Now, imagine that amended evolutionary chart again or perhaps — in honor of The Donald’s recent announcement that the U.S. was recognizing Jerusalem as Israel’s capital — call to mind poet William Butler Yeats’s words about a world in which “the best lack all conviction, while the worst are full of passionate intensity,” while some “rough beast, its hour come round at last” is slouching “towards Bethlehem to be born.”  Think then of what a genuine horror it is that so much world-ending power is in the hands of any single human being, no less such a disturbed and disturbing one. 

Of course, while Donald Trump might represent the end of the line that began in some African valley so many millennia ago, nothing on this planet is graven in stone, not when it comes to us.  We still have the potential freedom to choose otherwise, to do otherwise.  We have the capacity for wonders as well as horrors.  We have the ability to create as well as to destroy.

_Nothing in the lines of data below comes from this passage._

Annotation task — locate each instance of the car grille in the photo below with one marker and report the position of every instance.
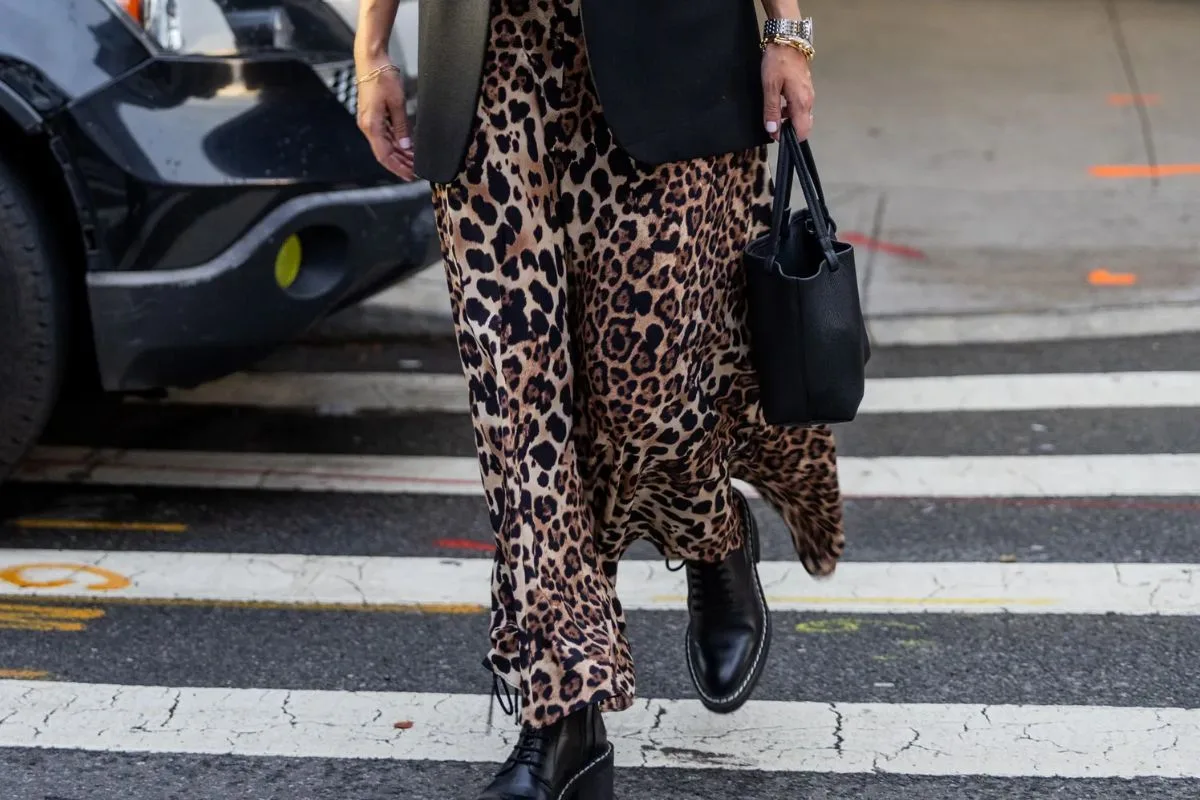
(340, 79)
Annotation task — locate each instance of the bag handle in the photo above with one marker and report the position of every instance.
(796, 157)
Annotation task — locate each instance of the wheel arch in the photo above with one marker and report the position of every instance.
(28, 146)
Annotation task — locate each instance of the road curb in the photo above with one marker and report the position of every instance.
(372, 322)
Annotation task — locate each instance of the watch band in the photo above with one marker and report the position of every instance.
(789, 29)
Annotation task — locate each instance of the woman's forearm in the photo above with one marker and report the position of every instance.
(781, 8)
(376, 19)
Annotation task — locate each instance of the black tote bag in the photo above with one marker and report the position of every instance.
(808, 335)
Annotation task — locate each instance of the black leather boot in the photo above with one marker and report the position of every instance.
(730, 630)
(571, 759)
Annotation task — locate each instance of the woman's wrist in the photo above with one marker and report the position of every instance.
(781, 8)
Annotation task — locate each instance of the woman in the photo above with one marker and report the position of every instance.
(593, 196)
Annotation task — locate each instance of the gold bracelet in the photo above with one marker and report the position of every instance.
(375, 73)
(791, 41)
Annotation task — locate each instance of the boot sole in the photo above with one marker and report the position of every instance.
(745, 689)
(594, 781)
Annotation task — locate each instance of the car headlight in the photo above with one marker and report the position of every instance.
(203, 26)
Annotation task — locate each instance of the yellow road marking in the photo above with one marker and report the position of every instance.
(37, 523)
(269, 605)
(23, 674)
(109, 579)
(850, 625)
(34, 617)
(889, 601)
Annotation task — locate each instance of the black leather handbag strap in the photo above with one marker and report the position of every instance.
(796, 157)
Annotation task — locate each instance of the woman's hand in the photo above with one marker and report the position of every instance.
(786, 78)
(383, 116)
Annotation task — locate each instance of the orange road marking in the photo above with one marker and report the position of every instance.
(23, 674)
(1134, 100)
(1144, 170)
(108, 579)
(1105, 278)
(30, 617)
(36, 523)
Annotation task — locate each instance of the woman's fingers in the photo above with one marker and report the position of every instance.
(772, 112)
(383, 120)
(401, 138)
(799, 108)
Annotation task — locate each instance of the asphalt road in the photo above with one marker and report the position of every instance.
(892, 657)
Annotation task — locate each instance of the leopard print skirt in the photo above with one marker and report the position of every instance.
(600, 317)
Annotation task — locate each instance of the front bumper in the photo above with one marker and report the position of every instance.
(180, 328)
(195, 172)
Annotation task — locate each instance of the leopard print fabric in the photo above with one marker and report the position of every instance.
(599, 310)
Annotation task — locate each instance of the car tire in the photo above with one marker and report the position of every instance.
(33, 319)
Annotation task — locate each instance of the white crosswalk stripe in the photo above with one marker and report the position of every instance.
(877, 738)
(929, 476)
(414, 392)
(1143, 739)
(433, 583)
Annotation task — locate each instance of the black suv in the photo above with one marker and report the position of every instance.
(183, 186)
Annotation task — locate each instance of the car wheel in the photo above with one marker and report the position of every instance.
(33, 319)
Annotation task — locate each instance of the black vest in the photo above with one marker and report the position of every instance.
(677, 78)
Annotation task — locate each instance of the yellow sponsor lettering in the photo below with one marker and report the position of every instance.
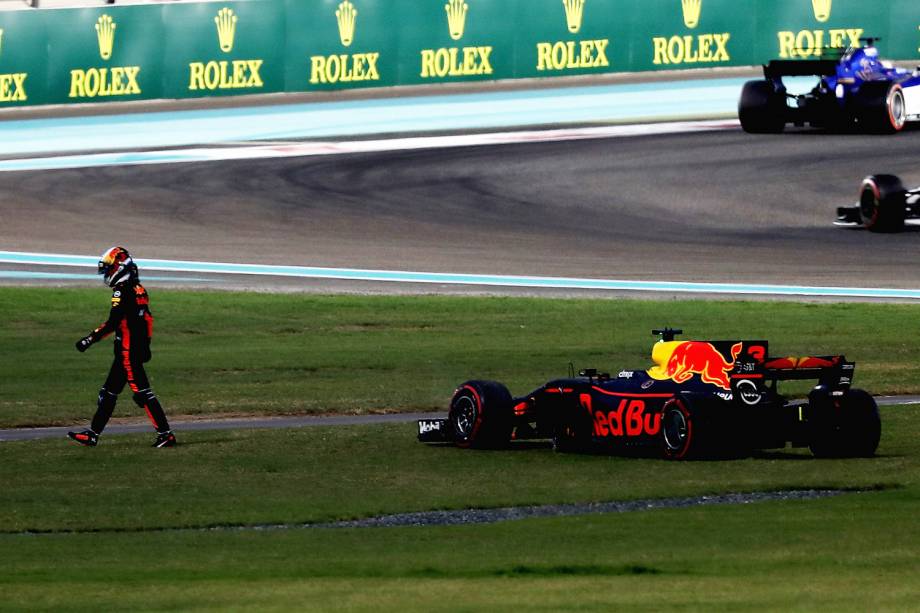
(225, 74)
(13, 87)
(708, 48)
(567, 55)
(344, 68)
(104, 82)
(456, 62)
(812, 43)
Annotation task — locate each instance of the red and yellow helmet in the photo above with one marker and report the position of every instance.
(116, 266)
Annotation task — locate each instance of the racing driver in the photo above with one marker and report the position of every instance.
(132, 322)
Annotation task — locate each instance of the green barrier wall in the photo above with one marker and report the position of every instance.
(188, 50)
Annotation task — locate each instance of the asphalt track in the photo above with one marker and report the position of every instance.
(720, 206)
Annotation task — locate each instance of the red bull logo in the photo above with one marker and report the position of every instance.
(679, 361)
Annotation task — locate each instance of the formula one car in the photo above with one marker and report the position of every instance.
(699, 399)
(857, 90)
(884, 206)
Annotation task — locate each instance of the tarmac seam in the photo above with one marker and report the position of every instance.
(494, 515)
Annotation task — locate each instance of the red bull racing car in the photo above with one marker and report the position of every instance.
(884, 206)
(699, 399)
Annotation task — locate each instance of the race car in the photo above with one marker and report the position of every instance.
(699, 399)
(884, 206)
(858, 90)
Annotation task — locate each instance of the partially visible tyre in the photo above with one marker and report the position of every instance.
(761, 109)
(882, 203)
(481, 415)
(845, 427)
(881, 107)
(687, 430)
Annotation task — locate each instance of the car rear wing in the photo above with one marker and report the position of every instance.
(800, 68)
(833, 371)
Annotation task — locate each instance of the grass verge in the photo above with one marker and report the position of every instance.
(853, 552)
(229, 353)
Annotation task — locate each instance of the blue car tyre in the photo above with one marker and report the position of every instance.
(761, 108)
(881, 107)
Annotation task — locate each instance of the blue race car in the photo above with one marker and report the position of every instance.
(858, 90)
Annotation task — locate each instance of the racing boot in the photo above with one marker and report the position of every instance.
(165, 439)
(84, 437)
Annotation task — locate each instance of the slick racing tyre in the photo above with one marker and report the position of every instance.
(881, 107)
(882, 203)
(684, 431)
(761, 109)
(845, 427)
(481, 415)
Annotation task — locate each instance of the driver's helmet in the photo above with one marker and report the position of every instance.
(116, 266)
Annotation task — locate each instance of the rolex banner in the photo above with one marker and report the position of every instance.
(195, 49)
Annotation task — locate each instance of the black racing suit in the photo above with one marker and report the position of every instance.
(132, 322)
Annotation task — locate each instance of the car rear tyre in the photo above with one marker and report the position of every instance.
(881, 107)
(848, 427)
(480, 415)
(761, 108)
(882, 203)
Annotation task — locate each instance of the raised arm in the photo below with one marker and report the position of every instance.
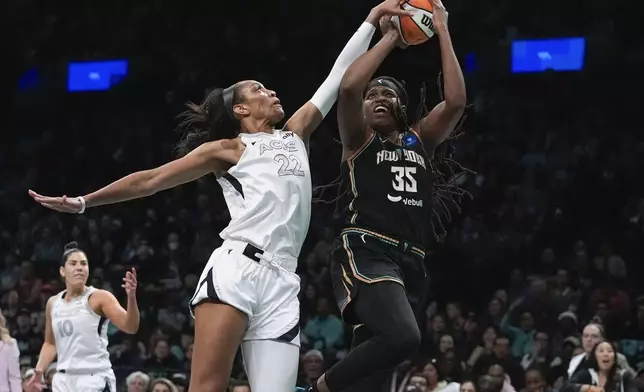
(439, 123)
(580, 382)
(350, 119)
(207, 158)
(105, 302)
(308, 117)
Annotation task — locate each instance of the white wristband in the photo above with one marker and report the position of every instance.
(83, 204)
(327, 93)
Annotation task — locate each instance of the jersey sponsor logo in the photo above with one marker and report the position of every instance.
(408, 201)
(273, 145)
(400, 155)
(410, 140)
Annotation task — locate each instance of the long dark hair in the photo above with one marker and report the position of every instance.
(213, 119)
(445, 171)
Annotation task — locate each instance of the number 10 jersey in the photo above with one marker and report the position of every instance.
(80, 334)
(388, 189)
(268, 193)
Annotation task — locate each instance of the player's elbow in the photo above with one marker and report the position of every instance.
(130, 327)
(350, 85)
(456, 105)
(151, 182)
(132, 330)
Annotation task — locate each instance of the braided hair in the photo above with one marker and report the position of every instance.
(445, 170)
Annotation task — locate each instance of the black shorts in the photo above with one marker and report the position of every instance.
(363, 256)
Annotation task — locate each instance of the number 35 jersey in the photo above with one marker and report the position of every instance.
(388, 189)
(269, 193)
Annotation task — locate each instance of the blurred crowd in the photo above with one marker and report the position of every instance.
(551, 239)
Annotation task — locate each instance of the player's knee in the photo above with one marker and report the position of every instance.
(208, 383)
(404, 343)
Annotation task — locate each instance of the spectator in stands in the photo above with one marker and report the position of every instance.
(592, 334)
(468, 386)
(313, 366)
(602, 374)
(9, 360)
(535, 380)
(137, 382)
(501, 355)
(162, 362)
(162, 385)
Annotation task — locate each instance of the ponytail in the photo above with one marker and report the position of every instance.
(211, 120)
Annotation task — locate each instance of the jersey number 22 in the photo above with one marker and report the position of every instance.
(404, 180)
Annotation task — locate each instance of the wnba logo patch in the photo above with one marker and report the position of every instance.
(410, 139)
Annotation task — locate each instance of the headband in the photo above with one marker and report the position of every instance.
(389, 82)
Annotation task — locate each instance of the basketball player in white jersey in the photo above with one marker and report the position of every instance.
(76, 329)
(248, 291)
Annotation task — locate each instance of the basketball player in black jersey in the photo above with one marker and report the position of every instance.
(391, 172)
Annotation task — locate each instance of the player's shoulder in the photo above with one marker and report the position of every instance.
(220, 145)
(52, 300)
(100, 294)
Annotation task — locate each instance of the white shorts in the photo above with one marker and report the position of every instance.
(265, 288)
(103, 381)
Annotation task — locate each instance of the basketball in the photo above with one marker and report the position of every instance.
(418, 28)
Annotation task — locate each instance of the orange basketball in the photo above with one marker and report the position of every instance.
(418, 28)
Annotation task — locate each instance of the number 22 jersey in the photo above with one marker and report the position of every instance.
(268, 193)
(388, 189)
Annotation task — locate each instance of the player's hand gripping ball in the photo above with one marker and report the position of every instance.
(418, 28)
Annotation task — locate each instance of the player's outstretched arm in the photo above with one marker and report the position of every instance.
(350, 119)
(125, 320)
(47, 352)
(207, 158)
(440, 122)
(308, 117)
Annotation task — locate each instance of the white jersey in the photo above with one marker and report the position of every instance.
(269, 193)
(80, 334)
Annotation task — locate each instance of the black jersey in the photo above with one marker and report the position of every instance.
(389, 189)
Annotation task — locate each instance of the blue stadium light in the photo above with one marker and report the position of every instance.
(561, 54)
(95, 75)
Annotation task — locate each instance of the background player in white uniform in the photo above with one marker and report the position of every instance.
(76, 329)
(248, 290)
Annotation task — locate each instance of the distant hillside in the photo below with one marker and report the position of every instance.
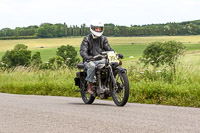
(48, 30)
(197, 22)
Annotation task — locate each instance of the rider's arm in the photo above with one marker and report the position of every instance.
(106, 45)
(84, 49)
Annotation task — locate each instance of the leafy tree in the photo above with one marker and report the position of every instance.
(17, 57)
(36, 59)
(158, 53)
(116, 31)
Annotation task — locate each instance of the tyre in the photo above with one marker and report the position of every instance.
(120, 93)
(87, 98)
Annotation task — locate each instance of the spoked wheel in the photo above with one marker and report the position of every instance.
(120, 93)
(87, 98)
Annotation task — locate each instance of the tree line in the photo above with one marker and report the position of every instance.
(48, 30)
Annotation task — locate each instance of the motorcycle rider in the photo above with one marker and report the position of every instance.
(91, 46)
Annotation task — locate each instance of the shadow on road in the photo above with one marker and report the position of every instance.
(94, 104)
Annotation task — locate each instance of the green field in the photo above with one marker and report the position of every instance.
(146, 85)
(127, 50)
(128, 46)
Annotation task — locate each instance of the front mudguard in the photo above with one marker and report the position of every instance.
(120, 69)
(79, 80)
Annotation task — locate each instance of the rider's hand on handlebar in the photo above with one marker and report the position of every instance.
(120, 56)
(97, 57)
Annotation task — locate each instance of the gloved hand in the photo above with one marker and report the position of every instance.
(97, 57)
(120, 56)
(89, 57)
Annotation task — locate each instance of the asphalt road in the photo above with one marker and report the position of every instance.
(52, 114)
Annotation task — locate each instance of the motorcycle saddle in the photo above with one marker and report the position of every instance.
(80, 65)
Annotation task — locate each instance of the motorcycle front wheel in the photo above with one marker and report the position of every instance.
(87, 98)
(120, 93)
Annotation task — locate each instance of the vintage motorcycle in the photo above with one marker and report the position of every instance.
(110, 80)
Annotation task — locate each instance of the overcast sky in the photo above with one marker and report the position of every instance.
(22, 13)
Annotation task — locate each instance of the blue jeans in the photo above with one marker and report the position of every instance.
(90, 66)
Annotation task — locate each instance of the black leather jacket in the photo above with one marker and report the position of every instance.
(91, 47)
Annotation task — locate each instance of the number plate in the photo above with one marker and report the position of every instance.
(112, 57)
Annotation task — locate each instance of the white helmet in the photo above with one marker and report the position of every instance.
(97, 28)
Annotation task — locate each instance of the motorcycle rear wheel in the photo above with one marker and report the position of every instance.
(120, 94)
(87, 98)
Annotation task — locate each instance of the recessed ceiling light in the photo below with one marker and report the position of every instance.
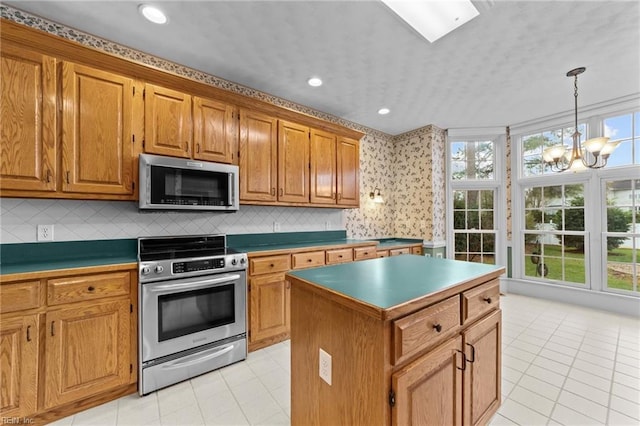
(153, 14)
(314, 81)
(433, 19)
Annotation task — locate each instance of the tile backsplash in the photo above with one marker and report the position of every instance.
(97, 220)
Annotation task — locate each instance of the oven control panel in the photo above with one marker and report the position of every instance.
(198, 265)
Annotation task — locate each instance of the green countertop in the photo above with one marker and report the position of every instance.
(32, 257)
(391, 281)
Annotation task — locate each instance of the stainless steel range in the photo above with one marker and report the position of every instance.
(192, 308)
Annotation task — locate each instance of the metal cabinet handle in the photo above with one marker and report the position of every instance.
(464, 361)
(473, 353)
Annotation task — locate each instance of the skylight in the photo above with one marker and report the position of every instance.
(433, 18)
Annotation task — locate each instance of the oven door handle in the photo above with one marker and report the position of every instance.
(197, 358)
(194, 285)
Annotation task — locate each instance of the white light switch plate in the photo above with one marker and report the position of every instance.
(325, 366)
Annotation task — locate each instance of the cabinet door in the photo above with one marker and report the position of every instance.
(323, 167)
(28, 117)
(269, 306)
(348, 186)
(215, 136)
(87, 350)
(429, 390)
(482, 394)
(167, 121)
(97, 148)
(258, 156)
(19, 365)
(293, 162)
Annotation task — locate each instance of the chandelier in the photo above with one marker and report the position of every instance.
(593, 153)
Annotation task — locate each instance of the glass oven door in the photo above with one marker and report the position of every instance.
(182, 314)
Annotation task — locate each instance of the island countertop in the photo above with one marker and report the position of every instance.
(388, 287)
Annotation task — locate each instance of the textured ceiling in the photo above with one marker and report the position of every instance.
(504, 67)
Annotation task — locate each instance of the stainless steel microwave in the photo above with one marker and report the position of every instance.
(168, 183)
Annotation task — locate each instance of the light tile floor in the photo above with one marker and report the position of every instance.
(562, 364)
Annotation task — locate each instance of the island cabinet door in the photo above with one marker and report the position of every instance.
(429, 390)
(482, 374)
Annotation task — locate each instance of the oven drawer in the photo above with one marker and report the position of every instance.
(87, 287)
(479, 300)
(339, 256)
(425, 328)
(308, 259)
(269, 264)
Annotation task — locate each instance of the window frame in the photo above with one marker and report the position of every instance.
(497, 184)
(594, 183)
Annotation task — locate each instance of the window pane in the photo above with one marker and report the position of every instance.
(618, 127)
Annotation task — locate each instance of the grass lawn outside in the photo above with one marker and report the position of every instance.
(619, 266)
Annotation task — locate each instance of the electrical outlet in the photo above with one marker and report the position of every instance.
(45, 232)
(325, 366)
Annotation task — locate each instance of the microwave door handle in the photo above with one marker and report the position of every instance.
(230, 197)
(197, 358)
(193, 286)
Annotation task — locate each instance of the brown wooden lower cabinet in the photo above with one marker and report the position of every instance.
(71, 345)
(426, 367)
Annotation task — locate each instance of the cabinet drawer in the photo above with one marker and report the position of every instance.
(360, 253)
(19, 296)
(339, 256)
(425, 328)
(382, 253)
(269, 264)
(307, 260)
(87, 287)
(396, 252)
(479, 300)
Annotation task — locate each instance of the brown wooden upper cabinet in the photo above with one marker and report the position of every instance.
(335, 165)
(215, 131)
(293, 162)
(258, 156)
(28, 115)
(167, 121)
(97, 151)
(180, 125)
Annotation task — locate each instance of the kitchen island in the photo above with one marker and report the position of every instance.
(406, 340)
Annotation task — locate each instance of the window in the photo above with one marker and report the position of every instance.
(579, 228)
(534, 144)
(622, 235)
(475, 209)
(554, 235)
(626, 130)
(473, 225)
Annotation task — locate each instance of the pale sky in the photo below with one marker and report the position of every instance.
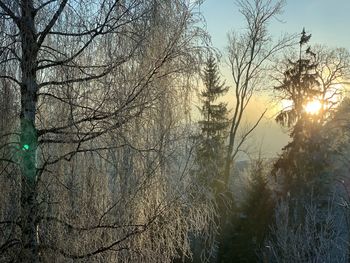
(327, 20)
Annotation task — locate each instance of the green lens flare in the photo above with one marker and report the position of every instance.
(25, 147)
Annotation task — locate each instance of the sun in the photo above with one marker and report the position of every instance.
(313, 107)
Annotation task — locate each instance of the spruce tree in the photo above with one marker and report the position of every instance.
(210, 152)
(210, 149)
(302, 163)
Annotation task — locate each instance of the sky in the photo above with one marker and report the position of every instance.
(327, 20)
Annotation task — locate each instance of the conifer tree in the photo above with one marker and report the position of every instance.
(210, 149)
(301, 162)
(210, 152)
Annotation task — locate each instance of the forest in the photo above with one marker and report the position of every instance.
(121, 140)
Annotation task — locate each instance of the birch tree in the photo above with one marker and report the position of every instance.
(85, 71)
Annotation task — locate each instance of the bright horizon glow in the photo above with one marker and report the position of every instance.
(313, 107)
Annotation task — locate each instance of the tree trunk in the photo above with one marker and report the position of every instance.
(28, 137)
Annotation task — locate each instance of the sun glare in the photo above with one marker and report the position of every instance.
(313, 107)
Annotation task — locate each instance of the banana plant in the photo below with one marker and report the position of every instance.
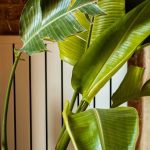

In the phrase of Jonathan Schell, the fate of the Earth remains not just in his hands, but in ours.  If they, those nonexistent aliens, don’t care and the planet can’t care and the alien in the White House doesn’t give a damn, then it’s up to us to care.  It’s up to us to protest, resist, and change, to communicate and convince, to fight for life rather than its destruction. If you’re of a certain age, all you have to do is look at your children or grandchildren (or those of your friends and neighbors) and you know that no one, Donald Trump included, should have the right to consign them to the flames. What did they ever do to end up in a hell on Earth?

2018 is on the horizon.  Let’s make it a better time, not the end of time.”

 

Thank you dear readers and commentors for helping to make DWR a small, interesting niche on the internet.  May your new year be filled with peace, creativity, and hope.

 

Happy New Year from the Arbourist, Mystro, Intransigentia and Bleatmop.